In the upper right corner of the Undo/Redo window, buttons can be found for Extract and Apply. In order to save the code associated with the seven operations performed on the data thus far push the Extract button which will produce the image below:
This functions allows the analyst to determine what operations they want to include in the script and automatically selects the code so it can be copied and saved into a text editor with a simple paste command. Saving the text file allows the user to retain these operations and reapply them by opening the file at a later date and copying the code.
Once a new project is opened, select the Undo/Redo link again and this time press the Apply button. This will open a window where the copied code can be pasted into the window and the operations performed again as they were previously. Press the Perform Operations button once the code has been pasted in.
This method of saving JSON code for a series of operations works with all aspects of Refine including the clustering and manual grouping steps used in the previous post on Patent Assignee cleanup.

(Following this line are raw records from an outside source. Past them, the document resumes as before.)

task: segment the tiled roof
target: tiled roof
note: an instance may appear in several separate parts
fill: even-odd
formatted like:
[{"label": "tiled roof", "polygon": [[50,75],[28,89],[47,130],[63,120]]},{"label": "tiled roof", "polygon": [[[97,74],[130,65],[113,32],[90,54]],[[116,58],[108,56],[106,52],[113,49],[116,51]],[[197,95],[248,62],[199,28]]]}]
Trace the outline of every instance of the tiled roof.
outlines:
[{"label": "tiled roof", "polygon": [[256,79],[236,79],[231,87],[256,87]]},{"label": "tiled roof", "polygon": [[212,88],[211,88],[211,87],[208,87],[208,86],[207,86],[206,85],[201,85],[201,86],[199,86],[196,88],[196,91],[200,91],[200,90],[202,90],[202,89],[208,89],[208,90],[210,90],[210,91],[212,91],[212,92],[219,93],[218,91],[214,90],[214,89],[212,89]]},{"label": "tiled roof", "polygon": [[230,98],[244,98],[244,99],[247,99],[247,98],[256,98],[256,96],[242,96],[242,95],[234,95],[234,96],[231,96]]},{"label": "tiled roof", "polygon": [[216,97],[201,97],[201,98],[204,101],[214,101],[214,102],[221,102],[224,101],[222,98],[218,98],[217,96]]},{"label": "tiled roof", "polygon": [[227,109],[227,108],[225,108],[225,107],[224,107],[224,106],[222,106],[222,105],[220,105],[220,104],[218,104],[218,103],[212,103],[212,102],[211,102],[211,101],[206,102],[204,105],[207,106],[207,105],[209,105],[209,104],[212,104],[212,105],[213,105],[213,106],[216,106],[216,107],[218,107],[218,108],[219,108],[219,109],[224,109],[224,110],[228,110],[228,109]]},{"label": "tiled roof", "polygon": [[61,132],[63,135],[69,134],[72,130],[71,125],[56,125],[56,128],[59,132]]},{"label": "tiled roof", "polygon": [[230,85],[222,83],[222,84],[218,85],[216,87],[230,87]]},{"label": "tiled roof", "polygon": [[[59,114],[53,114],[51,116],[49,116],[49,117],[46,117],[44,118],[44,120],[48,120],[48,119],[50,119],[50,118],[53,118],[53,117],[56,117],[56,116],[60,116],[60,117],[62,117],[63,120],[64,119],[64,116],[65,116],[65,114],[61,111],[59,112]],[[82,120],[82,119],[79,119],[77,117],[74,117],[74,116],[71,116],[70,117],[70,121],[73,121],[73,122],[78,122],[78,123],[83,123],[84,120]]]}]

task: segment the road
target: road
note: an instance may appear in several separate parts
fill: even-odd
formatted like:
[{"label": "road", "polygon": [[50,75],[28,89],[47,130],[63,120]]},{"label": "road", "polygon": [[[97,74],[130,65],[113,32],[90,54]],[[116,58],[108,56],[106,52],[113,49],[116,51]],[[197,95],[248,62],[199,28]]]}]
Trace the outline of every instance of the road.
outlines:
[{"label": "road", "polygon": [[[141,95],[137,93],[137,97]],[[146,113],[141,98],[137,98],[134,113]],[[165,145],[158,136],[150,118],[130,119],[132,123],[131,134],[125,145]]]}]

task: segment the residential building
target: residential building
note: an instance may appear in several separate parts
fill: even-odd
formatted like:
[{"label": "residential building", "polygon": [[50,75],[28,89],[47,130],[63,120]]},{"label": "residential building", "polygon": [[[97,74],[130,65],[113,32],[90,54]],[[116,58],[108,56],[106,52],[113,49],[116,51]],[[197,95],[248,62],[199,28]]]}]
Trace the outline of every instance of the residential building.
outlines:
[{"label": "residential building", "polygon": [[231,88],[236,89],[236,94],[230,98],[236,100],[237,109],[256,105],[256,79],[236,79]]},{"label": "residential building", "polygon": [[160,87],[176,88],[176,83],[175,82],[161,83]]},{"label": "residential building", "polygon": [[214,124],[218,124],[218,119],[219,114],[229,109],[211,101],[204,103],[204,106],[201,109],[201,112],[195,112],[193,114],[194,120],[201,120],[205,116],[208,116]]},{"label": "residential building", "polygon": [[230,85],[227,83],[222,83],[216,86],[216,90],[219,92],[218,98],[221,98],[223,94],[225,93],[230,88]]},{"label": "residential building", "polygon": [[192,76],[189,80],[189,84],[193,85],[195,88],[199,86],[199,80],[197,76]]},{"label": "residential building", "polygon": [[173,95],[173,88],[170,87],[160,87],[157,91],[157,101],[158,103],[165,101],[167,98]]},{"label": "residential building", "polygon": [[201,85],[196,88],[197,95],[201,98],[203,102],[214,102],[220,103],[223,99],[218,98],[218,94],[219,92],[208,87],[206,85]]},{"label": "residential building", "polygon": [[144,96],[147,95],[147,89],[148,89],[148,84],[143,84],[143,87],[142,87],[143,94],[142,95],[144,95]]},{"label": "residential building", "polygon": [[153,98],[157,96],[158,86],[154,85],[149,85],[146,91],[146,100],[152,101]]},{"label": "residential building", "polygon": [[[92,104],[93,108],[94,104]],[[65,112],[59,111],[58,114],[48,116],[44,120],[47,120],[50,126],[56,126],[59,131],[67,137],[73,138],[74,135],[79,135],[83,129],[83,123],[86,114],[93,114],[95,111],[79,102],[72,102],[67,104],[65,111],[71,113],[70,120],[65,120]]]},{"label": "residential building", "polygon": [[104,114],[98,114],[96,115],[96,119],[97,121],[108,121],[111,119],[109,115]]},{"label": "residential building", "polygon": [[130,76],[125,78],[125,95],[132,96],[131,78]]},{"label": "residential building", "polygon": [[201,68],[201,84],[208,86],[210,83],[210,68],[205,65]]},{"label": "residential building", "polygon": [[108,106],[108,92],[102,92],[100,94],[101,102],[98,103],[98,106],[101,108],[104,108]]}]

In this fashion, a complicated series of steps or the collective knowledge of manually cleaning assignee names can be saved and re-applied to new data sets as needed.
Having to save the code to a text file to reuse it as opposed to being able to create a code library within the tool is a little inefficient but having the ability to reuse the code in the first place more than makes up for the lack of this feature.
Regardless of the data source, Refine is an important tool for being able to manipulate patent content and provides the analyst with functionality without having to be able to write code.